Earlier this year, it occurred to me that perhaps I didn't have to live exclusively in the present, that there was a reasonable basis to believe that I could have a five-year plan. And now, after eight months of living with this knowledge, acting upon it, some sort of major paradigm shift has happened within me. Because not only do I believe that there's a future to be had, I am now also actively protecting it.

And this is the moment where those of you who've been reading this blog for several years may be sitting in front of your computers with your jaw on the floor. It's okay. I still haven't picked mine up.

You shift the prism, turn it slightly so the light catches another facet and suddenly, in a burst of rainbow colours a different image emerges, a different reality. And after a life of pushing myself relentlessly because I never knew what tomorrow would bring, I seem to have learned that there's a difference between working hard and working foolishly. Seem to have absorbed this new reality of a pretty decent chance that tomorrow has a reasonable potential to be fine. And that instead of some nameless, disembodied and capricious force being in control of how that tomorrow will be, I seem to have realized that I have a significant role to play in that outcome. Seem to be in a position where I have some - not total, because none of us do, but some - control of my future.

It boggles the mind.


Colleen Humphreys said…
Good for you!   Congratulations!   You are a great example!
Anonymous said…
Wow - that is just huge! :)   Congratulations - I know it's a hard-won realization.
AlisonH said…
Seems like the appropriate response to that, although it sounds early, is, Happy New Year!
David said…
Can't wait to see what the next bit of personal growth will be. I hope you're keeping notes on each of these as they occur. Sounds like it's worth a few chapters in the Book (or maybe your second or third Book).
Diane said…
Stunned.  Just stunned.  Good for you!  
Kitten said…
knock me over with a feather. o.O
Julia said…
Huh. Am I the only one with mixed emotions here? This is growth, this is maturity. Heaven knows that avoiding disabling pain is a good thing. And I'm really happy for you.

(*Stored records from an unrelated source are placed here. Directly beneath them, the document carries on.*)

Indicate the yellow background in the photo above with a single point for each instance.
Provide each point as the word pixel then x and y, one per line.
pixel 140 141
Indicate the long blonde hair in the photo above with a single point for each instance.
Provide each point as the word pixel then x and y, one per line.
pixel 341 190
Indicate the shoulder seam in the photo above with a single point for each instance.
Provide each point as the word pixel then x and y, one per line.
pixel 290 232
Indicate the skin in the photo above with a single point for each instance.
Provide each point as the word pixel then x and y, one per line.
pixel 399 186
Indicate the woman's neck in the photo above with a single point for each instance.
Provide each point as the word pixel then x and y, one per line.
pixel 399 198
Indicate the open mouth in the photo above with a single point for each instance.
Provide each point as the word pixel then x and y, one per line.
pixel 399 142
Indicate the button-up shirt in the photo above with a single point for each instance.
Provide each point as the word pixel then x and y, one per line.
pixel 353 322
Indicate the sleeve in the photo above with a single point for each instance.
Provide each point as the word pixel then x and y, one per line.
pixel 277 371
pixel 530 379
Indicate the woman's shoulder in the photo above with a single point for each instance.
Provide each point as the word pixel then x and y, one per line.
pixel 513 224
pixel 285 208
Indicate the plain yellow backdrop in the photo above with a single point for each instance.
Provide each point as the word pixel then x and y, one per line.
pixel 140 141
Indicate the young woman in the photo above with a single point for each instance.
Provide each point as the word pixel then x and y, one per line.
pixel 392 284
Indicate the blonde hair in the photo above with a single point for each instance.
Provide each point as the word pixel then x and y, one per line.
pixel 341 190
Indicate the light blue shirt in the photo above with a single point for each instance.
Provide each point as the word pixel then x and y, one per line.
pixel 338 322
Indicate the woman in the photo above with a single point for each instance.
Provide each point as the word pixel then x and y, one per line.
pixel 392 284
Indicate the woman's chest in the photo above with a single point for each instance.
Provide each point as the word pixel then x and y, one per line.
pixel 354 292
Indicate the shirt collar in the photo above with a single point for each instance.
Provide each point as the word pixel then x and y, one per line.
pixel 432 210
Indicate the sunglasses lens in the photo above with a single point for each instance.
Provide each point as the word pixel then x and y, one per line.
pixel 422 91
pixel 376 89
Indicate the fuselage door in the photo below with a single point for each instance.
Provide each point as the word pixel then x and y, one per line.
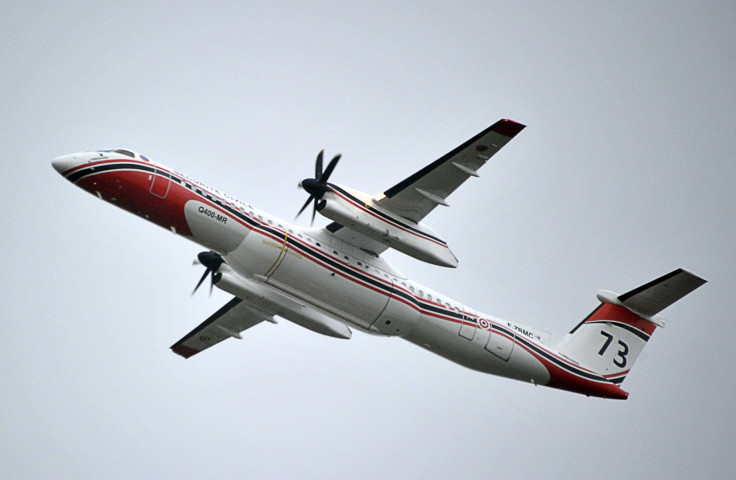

But there are these petty thoughts in the background. Is there no regret for the missed opportunity? The wisdom comes at the cost of a certain fierceness. Is there no regret for the fiercenss?

But maybe the fierceness isn't gone, maybe it is just re-directed. Once again, you are making me think.
Diana Troldahl said…
I am grinning all over my face for you :-}
It was SO hard for me to learn that gritting my teeth and doing what I thought needed doing was a very dangerous form of self-aggrandizement. "Look at me, I am so tough this disease didn't get me down."
Now I use that same fierce determination to STOP when I need to stop. And you know what? I can make love with my husband more often. We can cuddle without my pain being between us. 
Now that is worth fighting for.
Gaina said…
(((Congratulations))) It's been a year of acceptance and adjustment for a lot of people, it seems.